Son fonctionnement ralentit de lui-même, sans contrainte, par la seule observation de ses mouvements. Il se calme à travers l’attention, sans effort. Il voit ses limitations, devient humble, réceptif, ouvert. Il continue de fonctionner, mais les pensées viennent du silence, notre réalité profonde, non de l’intellect. Elles apparaissent, disparaissent, nous percevons leur nature vide, de simples reflets sur le champ de la conscience. Il n’y a plus alors d’entrave au flux de la conscience pure et la vraie intelligence peut œuvrer.
L’intuition dés lors émerge : c’est la réponse immédiate à la vie, sans l’intermédiaire de concepts. Elle vient du cœur, non de l’intellect. Elle saisit la réalité de manière synthétique, dans la coexistence des pôles.
Le mental peut avoir une certaine connaissance de l’intelligence qui soutient la vie, mais il ne peut en avoir une connaissance totale. Il fait partie du monde phénoménal. Comment pourrait-il aller au-delà des phénomènes, embrasser ce qui l’englobe ? Ce qui est infini, sans forme, ne peut être appréhendé par l’esprit. Il est lui-même l’obstacle à la réponse qu’il cherche. Qu’il le reconnaisse, dans une humilité retrouvée, est sa seule réalisation possible.
Et il sera en repos, établi dans sa source, transparent, sans jugement, sans choix.
Entier, sans aucun conflit, il deviendra l’instrument du fonctionnement de la vie dans sa globalité.
Ce qu’il y a au-delà de la pensée, nous ne le savons que lorsque la pensée s’arrête. La pensée est impuissante à découvrir la vraie nature de la vie, car elle est mémoire, qui fait écran à la réalité, au jaillissement toujours neuf du flot de la vie. Elle recouvre de ses schémas répétitifs le jeu libre de la vie.

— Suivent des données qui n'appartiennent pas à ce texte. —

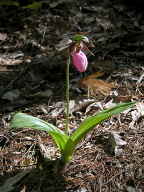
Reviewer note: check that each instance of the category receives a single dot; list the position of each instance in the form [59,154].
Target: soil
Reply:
[32,80]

Le mental est fait de passé et de sa réactualisation dans la projection vers l’avenir. Toujours en mouvement, il ne peut saisir l’instant. Dés qu’il intervient, le contact avec l’instant est rompu. Le processus du temps psychologique est enclenché. Tout est alors regardé à partir de la mémoire et évalué à partir de conditionnements. Lorsque le mental se tait, le temps s’arrête. Nous sommes dans l’instant, c’est-à-dire dans la Réalité. La réalisation de notre intemporalité, de notre véritable nature, est alors possible.
Une fois l’ultime réalité réalisée, il n’y a plus de règles ni d’illusions créées par un mental que désormais plus rien ne vient troubler. Il est en repos, sans division, en harmonie avec le flux de la vie, avec la source de toute chose.
La conscience se reflète telle qu’elle est, pure, non déformée, dans ce mental stable, détendu, apaisé. Le repos, c’est ce que nous sommes naturellement.
Dans cette vision globale de la Réalité, l’esprit en repos laisse surgir puis se résorber ce qui vient, sans rien conceptualiser, sans rien diviser.
L’énergie d’amour peut dés lors circuler.